Abstract

The construction and operation of wind-power plants may affect birds through collision mortality, reduced habitat utilization due to disturbance, barriers to movement and habitat modifications, with the nature and magnitude of those effects being site- and species-specific. Birds may however manage these effects through fleeing, activity shifts or changed habitat utilization; usually termed avoidance. Given the important role avoidance plays in estimating the impact wind-power development has on birds, there is a pressing need to formalizing the avoidance process. Crucial in this context is to identify the underlying mechanisms of behavioural responses by birds to wind-power plants and individual turbines. To provide a better basis for and improved understanding of the underlying mechanisms for avoidance a conceptual framework for wind-turbine avoidance is presented decomposing various forms of avoidance at different spatial scales. Avoidance behaviour includes displacement (macro-avoidance), anticipatory and impulsive evasion (meso-avoidance), and escape (micro-avoidance). For understanding why particular responses occur with regard to wind-turbine disturbance this concept is applied to predation risk theory.

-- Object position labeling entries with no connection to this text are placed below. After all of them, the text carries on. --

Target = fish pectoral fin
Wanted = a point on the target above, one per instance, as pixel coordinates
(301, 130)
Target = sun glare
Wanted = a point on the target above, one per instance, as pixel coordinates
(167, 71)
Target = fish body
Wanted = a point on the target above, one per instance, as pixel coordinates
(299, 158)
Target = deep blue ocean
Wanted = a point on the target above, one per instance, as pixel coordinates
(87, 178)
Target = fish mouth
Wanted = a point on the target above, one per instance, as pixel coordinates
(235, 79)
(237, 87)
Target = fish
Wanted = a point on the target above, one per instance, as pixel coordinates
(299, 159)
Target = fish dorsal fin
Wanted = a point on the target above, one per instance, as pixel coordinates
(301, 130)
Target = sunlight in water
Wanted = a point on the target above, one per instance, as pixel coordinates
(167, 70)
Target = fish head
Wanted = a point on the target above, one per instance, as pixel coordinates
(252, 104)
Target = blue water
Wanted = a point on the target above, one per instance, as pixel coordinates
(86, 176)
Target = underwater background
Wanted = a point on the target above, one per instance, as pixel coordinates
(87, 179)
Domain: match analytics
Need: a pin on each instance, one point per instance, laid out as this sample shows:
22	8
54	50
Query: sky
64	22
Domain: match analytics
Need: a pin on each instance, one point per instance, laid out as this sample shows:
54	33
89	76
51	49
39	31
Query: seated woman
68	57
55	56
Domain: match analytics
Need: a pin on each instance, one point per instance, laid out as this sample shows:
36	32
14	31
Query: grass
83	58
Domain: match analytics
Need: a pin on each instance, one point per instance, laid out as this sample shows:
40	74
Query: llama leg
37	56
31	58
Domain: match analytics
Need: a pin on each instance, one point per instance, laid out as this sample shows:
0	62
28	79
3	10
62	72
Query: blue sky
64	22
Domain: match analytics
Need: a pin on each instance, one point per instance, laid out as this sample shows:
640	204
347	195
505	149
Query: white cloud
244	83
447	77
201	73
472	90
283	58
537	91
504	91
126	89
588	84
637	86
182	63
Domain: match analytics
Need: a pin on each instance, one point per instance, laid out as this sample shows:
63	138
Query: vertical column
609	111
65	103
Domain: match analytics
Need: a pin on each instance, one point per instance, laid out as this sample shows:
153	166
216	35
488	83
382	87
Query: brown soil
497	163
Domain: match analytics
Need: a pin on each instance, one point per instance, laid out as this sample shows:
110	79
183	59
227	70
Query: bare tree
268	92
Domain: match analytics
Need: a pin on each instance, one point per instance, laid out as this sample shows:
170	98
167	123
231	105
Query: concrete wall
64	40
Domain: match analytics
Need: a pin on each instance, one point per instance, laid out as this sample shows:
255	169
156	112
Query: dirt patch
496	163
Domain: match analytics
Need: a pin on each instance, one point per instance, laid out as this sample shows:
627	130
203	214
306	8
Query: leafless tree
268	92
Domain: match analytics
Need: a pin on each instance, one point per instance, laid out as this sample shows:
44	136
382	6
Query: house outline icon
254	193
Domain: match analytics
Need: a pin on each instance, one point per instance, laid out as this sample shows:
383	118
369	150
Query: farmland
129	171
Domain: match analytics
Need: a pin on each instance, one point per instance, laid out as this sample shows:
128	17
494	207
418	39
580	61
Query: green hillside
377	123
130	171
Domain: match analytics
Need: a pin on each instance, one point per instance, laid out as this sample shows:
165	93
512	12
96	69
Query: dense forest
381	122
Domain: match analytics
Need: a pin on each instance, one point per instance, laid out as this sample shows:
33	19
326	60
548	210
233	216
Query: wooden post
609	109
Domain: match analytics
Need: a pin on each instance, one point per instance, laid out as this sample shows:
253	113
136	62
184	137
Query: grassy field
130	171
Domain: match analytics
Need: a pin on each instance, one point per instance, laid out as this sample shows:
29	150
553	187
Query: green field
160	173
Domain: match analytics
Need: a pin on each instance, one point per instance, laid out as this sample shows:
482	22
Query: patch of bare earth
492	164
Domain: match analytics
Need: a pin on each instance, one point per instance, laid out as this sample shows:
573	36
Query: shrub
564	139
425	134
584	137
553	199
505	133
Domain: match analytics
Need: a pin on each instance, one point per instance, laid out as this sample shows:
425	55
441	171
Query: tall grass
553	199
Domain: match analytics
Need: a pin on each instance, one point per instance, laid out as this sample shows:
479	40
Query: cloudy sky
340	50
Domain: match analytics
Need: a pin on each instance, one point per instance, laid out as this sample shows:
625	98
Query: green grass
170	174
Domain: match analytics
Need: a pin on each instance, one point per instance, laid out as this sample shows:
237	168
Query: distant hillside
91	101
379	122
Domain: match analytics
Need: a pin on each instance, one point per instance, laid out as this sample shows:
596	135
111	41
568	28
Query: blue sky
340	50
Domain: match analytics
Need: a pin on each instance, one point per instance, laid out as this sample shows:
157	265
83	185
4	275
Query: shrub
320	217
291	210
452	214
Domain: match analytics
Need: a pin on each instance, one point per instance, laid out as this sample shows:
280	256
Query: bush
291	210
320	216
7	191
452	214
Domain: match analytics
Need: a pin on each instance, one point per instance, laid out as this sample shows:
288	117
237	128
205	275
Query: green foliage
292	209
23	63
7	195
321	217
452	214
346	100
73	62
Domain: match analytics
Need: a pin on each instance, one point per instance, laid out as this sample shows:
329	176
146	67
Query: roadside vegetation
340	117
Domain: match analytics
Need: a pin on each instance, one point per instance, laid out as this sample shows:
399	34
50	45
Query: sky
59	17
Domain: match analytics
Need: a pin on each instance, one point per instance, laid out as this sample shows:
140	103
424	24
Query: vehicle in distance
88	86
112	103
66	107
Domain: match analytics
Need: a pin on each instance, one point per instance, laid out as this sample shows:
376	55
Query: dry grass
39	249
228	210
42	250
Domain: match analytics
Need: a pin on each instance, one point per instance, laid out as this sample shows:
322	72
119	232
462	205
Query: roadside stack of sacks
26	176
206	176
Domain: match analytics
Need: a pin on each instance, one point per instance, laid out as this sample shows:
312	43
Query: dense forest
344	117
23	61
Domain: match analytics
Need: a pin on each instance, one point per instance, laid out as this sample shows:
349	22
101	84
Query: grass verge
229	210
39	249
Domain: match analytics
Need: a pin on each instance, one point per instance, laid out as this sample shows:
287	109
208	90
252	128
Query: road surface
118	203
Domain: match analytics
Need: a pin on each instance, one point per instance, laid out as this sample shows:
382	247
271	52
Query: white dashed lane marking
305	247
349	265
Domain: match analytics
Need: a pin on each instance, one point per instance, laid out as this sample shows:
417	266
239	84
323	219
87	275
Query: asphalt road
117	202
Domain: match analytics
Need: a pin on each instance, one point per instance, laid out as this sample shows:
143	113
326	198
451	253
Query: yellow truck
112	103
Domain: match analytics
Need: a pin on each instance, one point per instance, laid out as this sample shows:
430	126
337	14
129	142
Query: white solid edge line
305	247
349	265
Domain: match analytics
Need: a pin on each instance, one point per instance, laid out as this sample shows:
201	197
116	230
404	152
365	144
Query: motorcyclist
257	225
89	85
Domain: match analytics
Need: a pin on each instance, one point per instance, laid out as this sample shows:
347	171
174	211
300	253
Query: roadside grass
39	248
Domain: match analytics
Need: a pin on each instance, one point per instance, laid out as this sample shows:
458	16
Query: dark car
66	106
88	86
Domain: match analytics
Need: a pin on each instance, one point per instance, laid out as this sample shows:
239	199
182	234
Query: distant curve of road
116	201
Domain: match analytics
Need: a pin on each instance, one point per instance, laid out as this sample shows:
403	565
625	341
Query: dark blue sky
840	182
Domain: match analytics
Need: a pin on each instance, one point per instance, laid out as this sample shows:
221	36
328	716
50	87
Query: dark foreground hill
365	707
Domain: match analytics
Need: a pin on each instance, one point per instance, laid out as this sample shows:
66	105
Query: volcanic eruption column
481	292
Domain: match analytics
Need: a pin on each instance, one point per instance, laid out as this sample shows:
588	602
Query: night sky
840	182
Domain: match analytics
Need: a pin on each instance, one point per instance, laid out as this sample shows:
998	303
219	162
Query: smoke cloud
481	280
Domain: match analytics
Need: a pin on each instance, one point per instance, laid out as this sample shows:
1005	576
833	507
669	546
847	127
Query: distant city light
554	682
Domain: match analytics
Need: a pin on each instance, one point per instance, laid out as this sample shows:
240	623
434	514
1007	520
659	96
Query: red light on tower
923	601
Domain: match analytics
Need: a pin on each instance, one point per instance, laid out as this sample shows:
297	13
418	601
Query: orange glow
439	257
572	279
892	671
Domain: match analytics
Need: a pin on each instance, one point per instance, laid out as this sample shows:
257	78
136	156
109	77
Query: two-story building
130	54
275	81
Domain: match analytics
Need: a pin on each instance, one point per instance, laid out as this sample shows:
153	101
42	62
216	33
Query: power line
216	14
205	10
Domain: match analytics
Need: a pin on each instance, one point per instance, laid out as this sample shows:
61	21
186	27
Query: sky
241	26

The risk-disturbance hypothesis elucidates possible trade-offs between avoiding perceived risk and fitness-enhancing activities. The four behavioural responses are related to, respectively, habitat selection, vigilance and fleeing (twice); from which specific predictions can be derived. Formalizing the different forms of avoidance facilitates design of effects studies, enhances comparisons among sites studied, and guide siting and mitigation strategies.